Nest announced Monday that it is launching the Nest Developer Program. The program will assist other companies in integrating their own products with the Nest smart home system.

The company is seeking out home devices already capable of connecting over Wi-Fi and developing programs that allow them to communicate with the Nest Protect smoke and carbon monoxide detector and the Nest Learning Thermostat. Depending on the device involved, Nest could send information, accept commands, or a little of both. Nest is also working to build safeguards to ensure that these third-party devices can't detrimentally affect Nest systems. For example, the Nest Learning Thermostat will limit the frequency at which the heating and cooling systems can be automatically turned on and off, preventing a bug in a third-party product from causing damage to the system.

"What we're doing is making it possible for your Nest devices to securely interact with the things you already use every day," Nest said in a statement. "Things like lights, appliances, fitness bands and even cars.

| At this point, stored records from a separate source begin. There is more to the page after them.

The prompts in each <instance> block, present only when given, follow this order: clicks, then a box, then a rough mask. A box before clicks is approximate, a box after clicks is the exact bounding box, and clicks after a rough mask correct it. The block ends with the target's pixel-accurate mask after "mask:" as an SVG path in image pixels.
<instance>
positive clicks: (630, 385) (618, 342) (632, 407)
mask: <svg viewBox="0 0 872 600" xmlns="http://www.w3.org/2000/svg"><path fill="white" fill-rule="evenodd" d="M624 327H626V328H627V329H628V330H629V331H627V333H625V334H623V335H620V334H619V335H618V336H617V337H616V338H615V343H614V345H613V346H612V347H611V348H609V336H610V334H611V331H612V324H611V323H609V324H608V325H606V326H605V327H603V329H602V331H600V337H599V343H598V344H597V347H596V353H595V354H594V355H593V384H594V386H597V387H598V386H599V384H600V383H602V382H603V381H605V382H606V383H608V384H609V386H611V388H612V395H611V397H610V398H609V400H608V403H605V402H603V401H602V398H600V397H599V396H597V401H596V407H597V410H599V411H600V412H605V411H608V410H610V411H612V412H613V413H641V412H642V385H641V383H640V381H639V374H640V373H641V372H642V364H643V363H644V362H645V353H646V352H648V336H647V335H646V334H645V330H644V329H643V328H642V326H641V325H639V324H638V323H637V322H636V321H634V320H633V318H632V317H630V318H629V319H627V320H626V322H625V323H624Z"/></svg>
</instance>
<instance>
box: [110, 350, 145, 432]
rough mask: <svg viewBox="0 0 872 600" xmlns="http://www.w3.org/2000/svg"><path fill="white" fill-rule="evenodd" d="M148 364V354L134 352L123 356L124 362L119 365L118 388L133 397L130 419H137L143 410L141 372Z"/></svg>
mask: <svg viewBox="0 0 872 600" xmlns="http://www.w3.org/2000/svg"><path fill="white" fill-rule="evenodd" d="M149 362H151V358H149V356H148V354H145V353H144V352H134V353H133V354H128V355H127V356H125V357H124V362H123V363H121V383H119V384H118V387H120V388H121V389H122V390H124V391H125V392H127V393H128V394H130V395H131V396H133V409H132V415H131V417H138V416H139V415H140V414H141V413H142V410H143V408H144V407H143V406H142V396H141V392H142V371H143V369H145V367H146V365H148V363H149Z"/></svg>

Because when we make connections between these different parts of your life, we can create personalized experiences that do even more to keep you comfortable and safe."

Nest has already worked with several companies to develop connecting programs that are available now. Thanks to a partnership with Mercedes-Benz, the car can notify the Nest thermostat when the drive is due to arrive home. The thermostat can then turn on heating or cooling systems at exactly the right time to reach optimal temperature the moment the owner walks in the door.

Smart LED light bulbs made by LIFX are set up to receive commands from Nest Protect. The lights will change to red and flash in the event of an emergency, drawing attention to the situation even if the owner is hearing impaired or wearing headphones.

The Jawbone wristband can notify the Nest thermostat when the user falls asleep or wakes up, adjusting the temperature accordingly. Whirlpool Washers and dryers can switch to a slower energy-saving cycle when the homeowner is away. When connected to the Rush Hour Rewards program through a participating energy provider, the machines can also switch to power-saving mode during peak usage times to ease the strain on the power grid.

Nest will later be adding support for voice control through its parent company Google, and a partnership with Chamberlain garage door openers will automatically switch the thermostat to away mode when the owner leaves. No specific release date for these services has been announced, but customers should expect support to be added sometime this fall.